I recently finished reading the second edition of Chris Matthew Sciabarra’s, Ayn Rand: The Russian Radical. It was a fantastic read and is highly recommended. There is a comprehensive review in the works, but I want to use this blog post to touch on a particular quotation from We the Living. Kira is quoted thus:
I don’t want to fight for the people, I don’t want to fight against the people, I don’t want to hear of the people. I want to be left alone — to live!
This quotation captures a dialectical transcendence of the false dualism between submerging your individuality in an organicist collectivist conception of the people and sacrificing the mass of people. Kira simply wants to be left alone to live in freedom rather than having to choose between fighting for an elite against the people or on behalf of a mass that demands the sacrifice of her individuality.
The question left unanswered is how a left-libertarian should approach this quotation, because we left-libertarians do strive to improve the living standards of the vast majority of people. A left-libertarian could approach it by embracing the message of individual freedom contained therein while still engaging in militant action against elite power structures. The goal is to transcend the collectivism of both elitism and majoritarian estatism.
The above is best accomplished by making sure that revolutionary organization is structured in a way that discourages intrusions upon individual freedom. Left-libertarians are uniquely placed to fight a revolution without sacrificing individual rights in the process. The Marxist states of the 20th century showed what happens when you abandon respect for the individual. Left-libertarians seek to become the left and avoid the mistakes of the past. They can learn from the failed Marxist experience.
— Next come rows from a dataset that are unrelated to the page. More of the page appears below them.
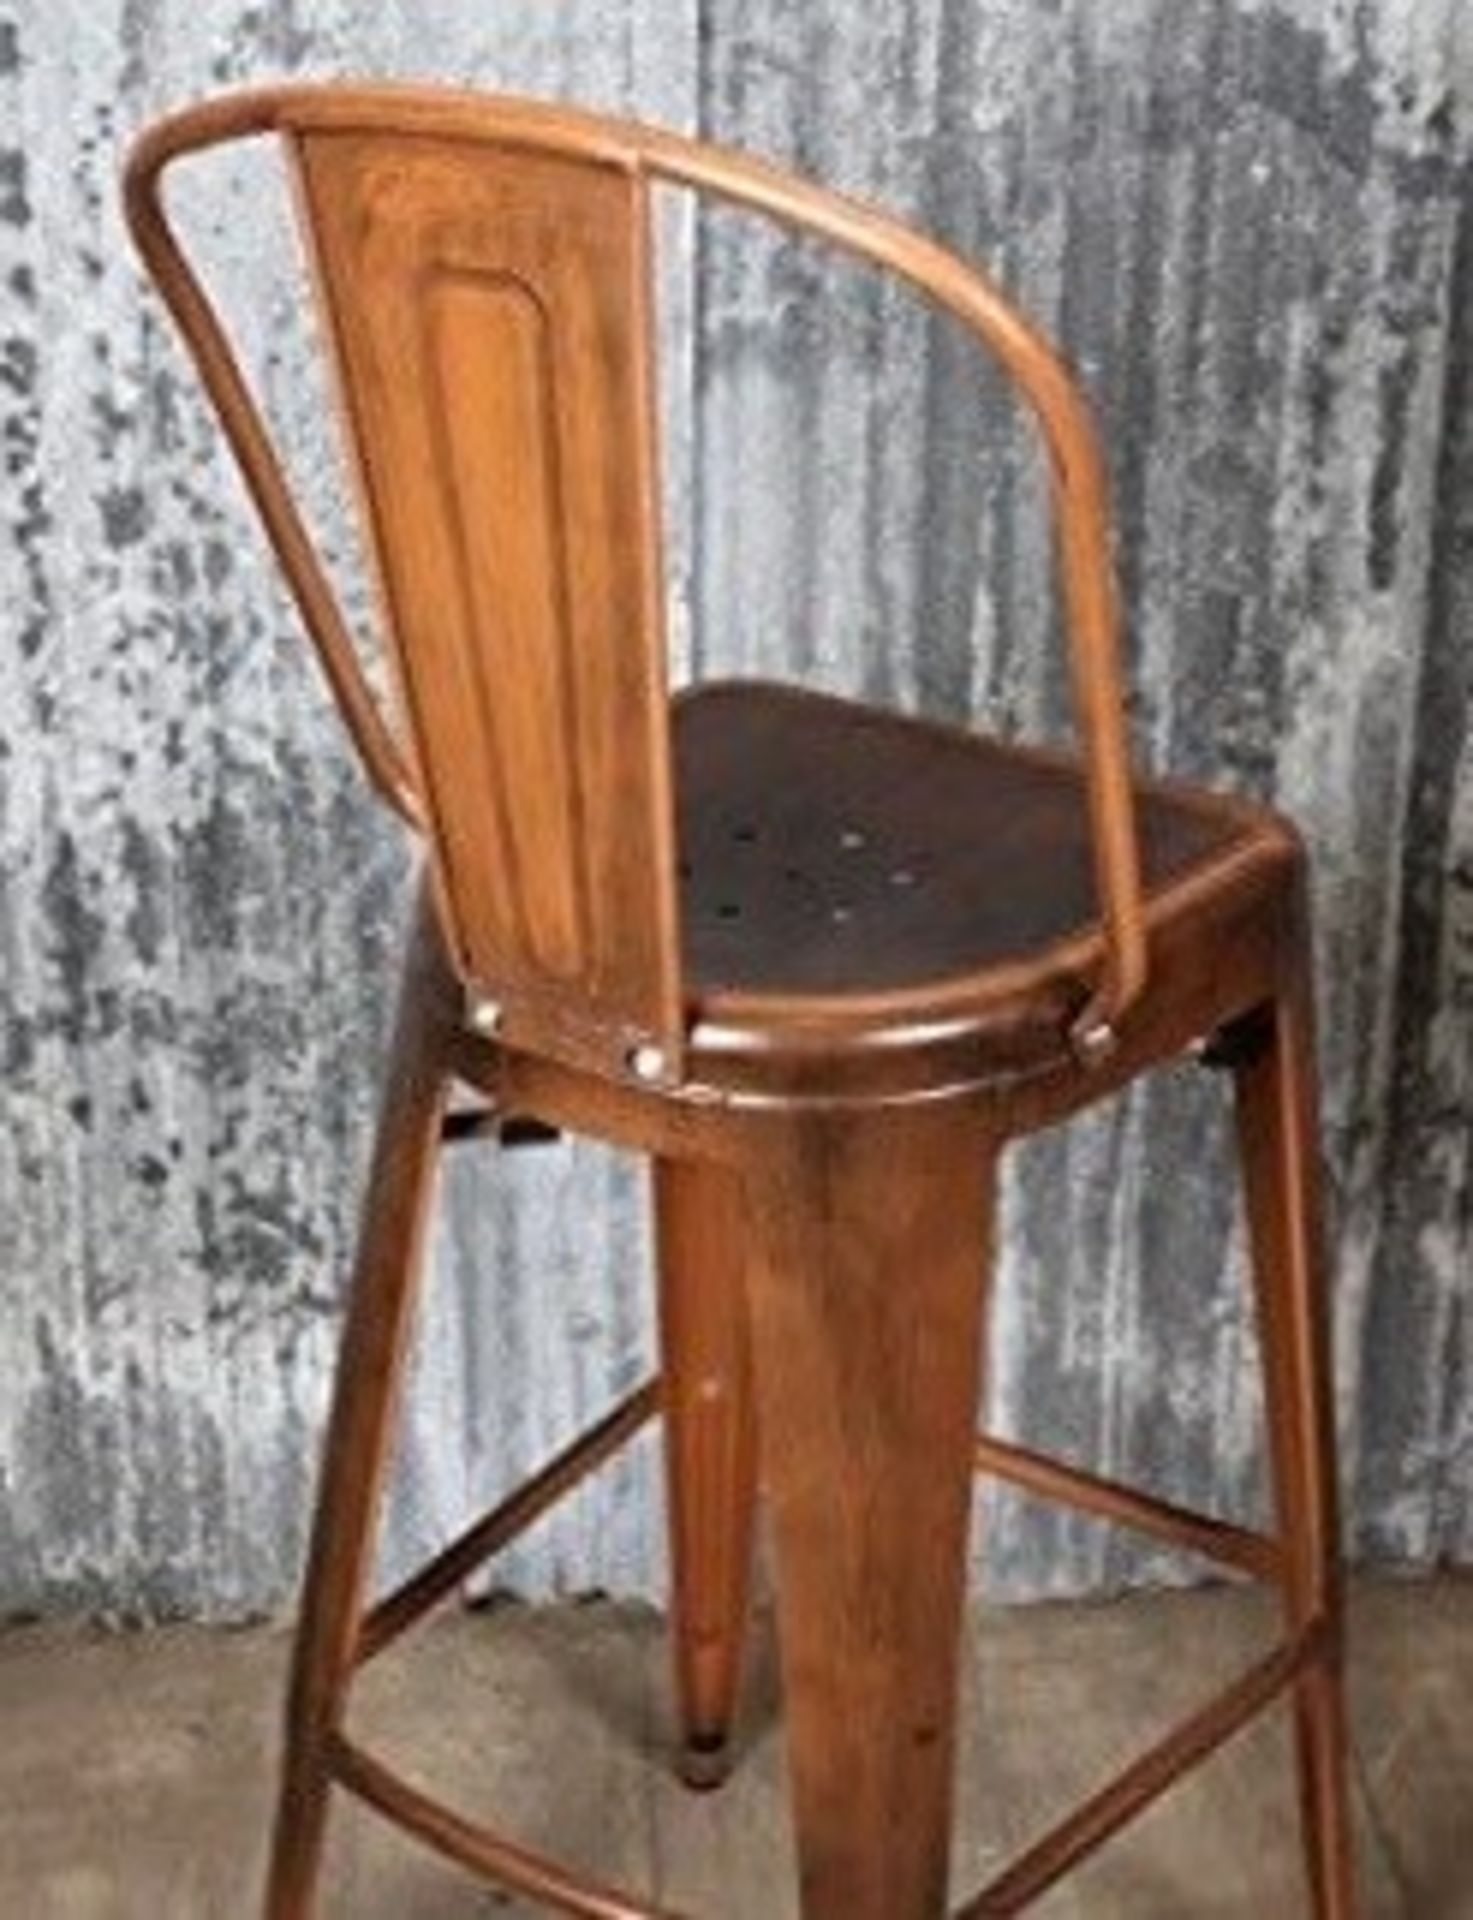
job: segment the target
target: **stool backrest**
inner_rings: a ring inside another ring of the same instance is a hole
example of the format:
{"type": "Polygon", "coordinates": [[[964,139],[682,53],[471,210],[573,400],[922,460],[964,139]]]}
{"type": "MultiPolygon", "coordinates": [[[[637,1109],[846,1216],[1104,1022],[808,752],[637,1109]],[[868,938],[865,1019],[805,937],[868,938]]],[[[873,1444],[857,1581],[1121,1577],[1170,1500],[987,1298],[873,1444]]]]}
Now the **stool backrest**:
{"type": "Polygon", "coordinates": [[[135,238],[200,366],[370,777],[427,832],[451,953],[519,1044],[679,1077],[684,1010],[663,628],[650,184],[705,189],[921,286],[1018,382],[1051,456],[1088,754],[1107,1027],[1145,952],[1102,470],[1052,350],[869,208],[672,134],[529,101],[289,87],[134,148],[135,238]],[[383,589],[382,715],[160,194],[179,155],[287,142],[383,589]]]}

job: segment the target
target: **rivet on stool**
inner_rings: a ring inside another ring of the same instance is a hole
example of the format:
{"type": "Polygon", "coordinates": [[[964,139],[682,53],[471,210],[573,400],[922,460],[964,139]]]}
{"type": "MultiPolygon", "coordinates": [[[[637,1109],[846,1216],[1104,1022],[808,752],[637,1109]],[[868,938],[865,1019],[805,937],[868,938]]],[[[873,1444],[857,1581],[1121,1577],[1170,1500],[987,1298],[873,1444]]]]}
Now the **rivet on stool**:
{"type": "Polygon", "coordinates": [[[668,1065],[665,1049],[648,1040],[634,1047],[629,1054],[629,1071],[636,1080],[643,1080],[647,1086],[663,1080],[668,1065]]]}
{"type": "Polygon", "coordinates": [[[473,998],[465,1010],[465,1024],[472,1033],[480,1034],[483,1040],[494,1039],[501,1031],[501,1002],[473,998]]]}
{"type": "Polygon", "coordinates": [[[1086,1067],[1103,1066],[1120,1045],[1120,1036],[1108,1020],[1097,1021],[1074,1034],[1074,1051],[1086,1067]]]}

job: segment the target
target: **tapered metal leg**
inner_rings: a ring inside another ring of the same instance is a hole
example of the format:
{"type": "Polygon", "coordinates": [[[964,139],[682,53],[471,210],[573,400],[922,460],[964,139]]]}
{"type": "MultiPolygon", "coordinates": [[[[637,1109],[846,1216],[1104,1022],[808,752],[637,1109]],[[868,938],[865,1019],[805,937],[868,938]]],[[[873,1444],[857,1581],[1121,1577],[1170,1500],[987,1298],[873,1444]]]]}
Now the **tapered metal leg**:
{"type": "Polygon", "coordinates": [[[1256,1023],[1235,1069],[1289,1624],[1323,1622],[1295,1689],[1300,1798],[1316,1920],[1354,1920],[1329,1301],[1325,1284],[1308,958],[1256,1023]]]}
{"type": "Polygon", "coordinates": [[[287,1707],[266,1920],[308,1920],[327,1814],[324,1745],[342,1711],[409,1342],[444,1075],[434,935],[401,992],[317,1499],[287,1707]]]}
{"type": "Polygon", "coordinates": [[[730,1765],[757,1499],[746,1217],[723,1167],[654,1174],[681,1772],[712,1787],[730,1765]]]}
{"type": "Polygon", "coordinates": [[[941,1920],[992,1157],[965,1114],[796,1122],[753,1345],[804,1920],[941,1920]]]}

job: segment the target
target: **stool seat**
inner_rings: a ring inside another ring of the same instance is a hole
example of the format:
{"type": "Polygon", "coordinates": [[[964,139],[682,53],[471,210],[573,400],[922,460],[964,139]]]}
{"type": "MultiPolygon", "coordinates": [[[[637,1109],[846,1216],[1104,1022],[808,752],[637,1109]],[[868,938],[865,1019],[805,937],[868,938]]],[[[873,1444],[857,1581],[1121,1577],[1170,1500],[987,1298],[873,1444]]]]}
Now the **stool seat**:
{"type": "MultiPolygon", "coordinates": [[[[703,1079],[894,1090],[1067,1056],[1105,952],[1077,756],[721,680],[677,697],[674,760],[703,1079]]],[[[1300,859],[1281,815],[1134,790],[1158,940],[1272,918],[1300,859]]]]}
{"type": "MultiPolygon", "coordinates": [[[[914,990],[1098,931],[1084,768],[804,688],[676,704],[680,877],[698,997],[914,990]]],[[[1230,877],[1276,816],[1138,785],[1148,892],[1230,877]]]]}

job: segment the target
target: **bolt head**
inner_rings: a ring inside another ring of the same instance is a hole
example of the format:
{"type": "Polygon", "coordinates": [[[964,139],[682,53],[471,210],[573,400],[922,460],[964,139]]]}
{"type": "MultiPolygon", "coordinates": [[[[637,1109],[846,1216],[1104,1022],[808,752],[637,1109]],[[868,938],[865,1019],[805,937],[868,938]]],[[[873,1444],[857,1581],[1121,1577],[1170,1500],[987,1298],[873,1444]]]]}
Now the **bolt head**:
{"type": "Polygon", "coordinates": [[[501,1031],[501,1007],[495,1000],[473,1000],[466,1012],[466,1025],[485,1040],[501,1031]]]}
{"type": "Polygon", "coordinates": [[[666,1064],[665,1049],[648,1040],[635,1047],[629,1056],[629,1071],[647,1085],[665,1078],[666,1064]]]}
{"type": "Polygon", "coordinates": [[[1074,1044],[1085,1064],[1095,1067],[1102,1065],[1110,1058],[1119,1046],[1120,1039],[1110,1023],[1107,1020],[1101,1020],[1098,1025],[1088,1027],[1083,1033],[1078,1034],[1074,1044]]]}

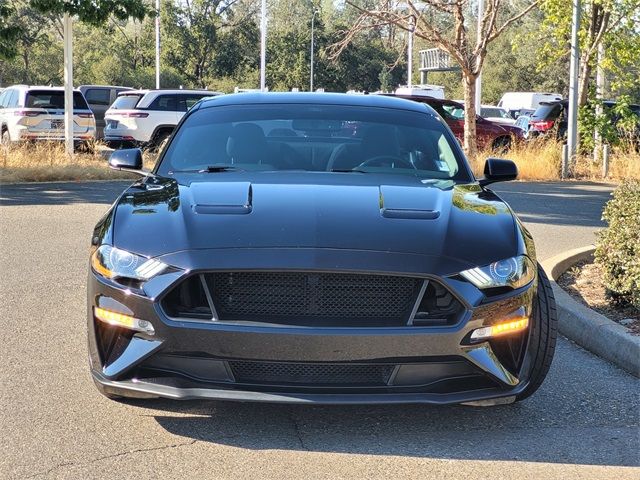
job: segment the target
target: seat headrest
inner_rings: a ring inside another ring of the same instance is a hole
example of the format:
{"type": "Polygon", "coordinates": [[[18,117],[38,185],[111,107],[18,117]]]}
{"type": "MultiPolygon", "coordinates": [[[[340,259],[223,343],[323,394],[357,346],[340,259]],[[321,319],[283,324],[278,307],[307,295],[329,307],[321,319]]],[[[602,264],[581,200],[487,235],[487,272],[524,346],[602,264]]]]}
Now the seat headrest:
{"type": "Polygon", "coordinates": [[[239,123],[227,140],[227,155],[236,163],[259,163],[267,148],[264,131],[255,123],[239,123]]]}

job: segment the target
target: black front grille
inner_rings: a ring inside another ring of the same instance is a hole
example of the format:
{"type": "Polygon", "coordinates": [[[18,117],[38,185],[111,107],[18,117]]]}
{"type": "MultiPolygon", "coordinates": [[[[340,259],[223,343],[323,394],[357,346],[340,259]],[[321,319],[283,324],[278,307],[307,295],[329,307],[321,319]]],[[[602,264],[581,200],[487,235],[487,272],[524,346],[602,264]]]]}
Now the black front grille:
{"type": "Polygon", "coordinates": [[[387,385],[394,365],[230,361],[237,383],[276,385],[387,385]]]}
{"type": "Polygon", "coordinates": [[[205,275],[220,320],[313,325],[405,324],[422,280],[311,272],[216,272],[205,275]]]}

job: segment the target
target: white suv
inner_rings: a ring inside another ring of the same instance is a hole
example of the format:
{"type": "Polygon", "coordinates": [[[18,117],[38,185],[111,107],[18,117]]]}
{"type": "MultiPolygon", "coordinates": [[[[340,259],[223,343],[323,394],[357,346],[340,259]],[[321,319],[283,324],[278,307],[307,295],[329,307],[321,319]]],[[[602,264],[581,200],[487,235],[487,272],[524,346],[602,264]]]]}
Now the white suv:
{"type": "Polygon", "coordinates": [[[128,90],[120,92],[104,119],[105,143],[159,147],[198,100],[221,95],[209,90],[128,90]]]}
{"type": "MultiPolygon", "coordinates": [[[[73,139],[96,137],[96,122],[84,96],[73,91],[73,139]]],[[[0,94],[0,140],[64,140],[64,88],[14,85],[0,94]]]]}

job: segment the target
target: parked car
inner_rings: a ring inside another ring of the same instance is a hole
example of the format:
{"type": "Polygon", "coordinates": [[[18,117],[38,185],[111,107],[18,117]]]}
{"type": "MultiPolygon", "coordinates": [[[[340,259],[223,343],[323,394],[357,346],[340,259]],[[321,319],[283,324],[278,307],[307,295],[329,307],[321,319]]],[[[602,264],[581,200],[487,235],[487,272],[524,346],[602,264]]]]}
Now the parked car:
{"type": "MultiPolygon", "coordinates": [[[[612,109],[616,105],[614,100],[605,100],[603,103],[605,110],[612,109]]],[[[640,144],[640,105],[632,104],[629,105],[629,108],[639,119],[634,140],[637,144],[640,144]]],[[[568,119],[568,100],[542,103],[531,116],[531,120],[529,122],[530,134],[531,136],[539,136],[553,132],[556,138],[563,140],[567,137],[568,119]]],[[[619,117],[613,116],[612,122],[614,124],[617,124],[619,121],[619,117]]]]}
{"type": "Polygon", "coordinates": [[[444,100],[444,87],[441,85],[414,85],[413,87],[402,86],[396,88],[396,95],[415,95],[440,98],[444,100]]]}
{"type": "Polygon", "coordinates": [[[128,90],[105,113],[105,143],[113,148],[158,148],[198,100],[221,95],[209,90],[128,90]]]}
{"type": "MultiPolygon", "coordinates": [[[[464,143],[464,105],[453,100],[441,100],[417,95],[393,95],[414,102],[426,103],[433,108],[447,122],[458,141],[464,143]]],[[[523,139],[522,130],[512,125],[498,125],[482,118],[476,117],[476,135],[478,148],[493,148],[496,150],[508,149],[514,139],[523,139]]]]}
{"type": "Polygon", "coordinates": [[[498,106],[509,112],[512,118],[524,115],[524,110],[534,111],[543,102],[557,102],[562,100],[559,93],[542,92],[507,92],[502,95],[498,106]]]}
{"type": "Polygon", "coordinates": [[[553,291],[487,188],[517,168],[491,158],[476,179],[428,106],[226,95],[186,113],[152,172],[139,149],[109,165],[143,177],[91,235],[108,397],[491,405],[547,374],[553,291]],[[283,122],[294,135],[267,134],[283,122]]]}
{"type": "Polygon", "coordinates": [[[480,116],[498,125],[515,125],[516,123],[507,110],[493,105],[482,105],[480,116]]]}
{"type": "Polygon", "coordinates": [[[525,138],[529,137],[529,122],[531,121],[531,115],[519,115],[516,118],[515,126],[522,130],[522,134],[525,138]]]}
{"type": "MultiPolygon", "coordinates": [[[[0,94],[1,141],[64,140],[64,88],[14,85],[0,94]]],[[[73,91],[73,139],[95,139],[96,122],[80,90],[73,91]]]]}
{"type": "Polygon", "coordinates": [[[104,127],[106,124],[104,114],[116,100],[118,93],[133,89],[113,85],[80,85],[78,90],[84,95],[96,119],[96,137],[102,138],[104,137],[104,127]]]}

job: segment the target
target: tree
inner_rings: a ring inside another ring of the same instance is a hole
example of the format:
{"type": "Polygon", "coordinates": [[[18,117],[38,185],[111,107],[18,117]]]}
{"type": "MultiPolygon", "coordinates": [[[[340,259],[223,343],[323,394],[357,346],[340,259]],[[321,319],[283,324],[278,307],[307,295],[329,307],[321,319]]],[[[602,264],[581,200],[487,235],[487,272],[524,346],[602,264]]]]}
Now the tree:
{"type": "Polygon", "coordinates": [[[7,0],[0,0],[0,59],[13,58],[17,53],[15,41],[20,35],[20,28],[9,23],[9,18],[14,13],[13,5],[7,0]]]}
{"type": "MultiPolygon", "coordinates": [[[[543,61],[555,61],[569,54],[567,39],[571,31],[571,3],[544,0],[541,4],[543,61]]],[[[640,0],[582,0],[580,38],[580,82],[578,102],[587,103],[600,44],[607,49],[607,67],[619,82],[637,82],[640,51],[640,0]]]]}
{"type": "MultiPolygon", "coordinates": [[[[162,27],[166,34],[167,62],[183,72],[188,82],[205,87],[216,67],[215,56],[224,32],[253,21],[251,5],[248,10],[234,10],[237,0],[165,1],[162,27]]],[[[249,33],[250,32],[245,32],[249,33]]],[[[227,42],[229,38],[226,38],[227,42]]]]}
{"type": "Polygon", "coordinates": [[[412,0],[402,3],[381,0],[373,8],[360,6],[349,0],[346,3],[360,15],[345,32],[343,39],[335,45],[334,56],[340,55],[361,32],[393,26],[410,31],[415,22],[414,32],[417,37],[447,52],[460,66],[465,101],[464,148],[468,155],[475,156],[476,79],[482,71],[488,46],[509,26],[533,10],[538,0],[524,0],[524,4],[515,12],[513,7],[508,7],[502,0],[487,0],[479,22],[480,32],[473,32],[468,25],[471,17],[468,0],[426,0],[420,2],[420,8],[412,0]],[[399,6],[403,9],[399,10],[399,6]]]}
{"type": "Polygon", "coordinates": [[[42,13],[68,13],[94,26],[104,25],[112,16],[142,20],[151,13],[144,0],[30,0],[30,4],[42,13]]]}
Does this mean abandoning all collective action? Not at all. Collective action carried out by autonomous individuals coming together with a shared purpose is eminently libertarian. Collective action is not the same thing as collectivism. The latter is an organcist doctrine that holds that the individual is a mere cell of a social super organism that is an entity unto itself. This is obvious mysticism and not supported by the evidence of the senses. This doesn’t mean that society doesn’t exist. It exists through the individuals that compose it. Kira’s statement is a cry for privacy and individuality within a social context. Let us help to realize her dream and push towards more freedom.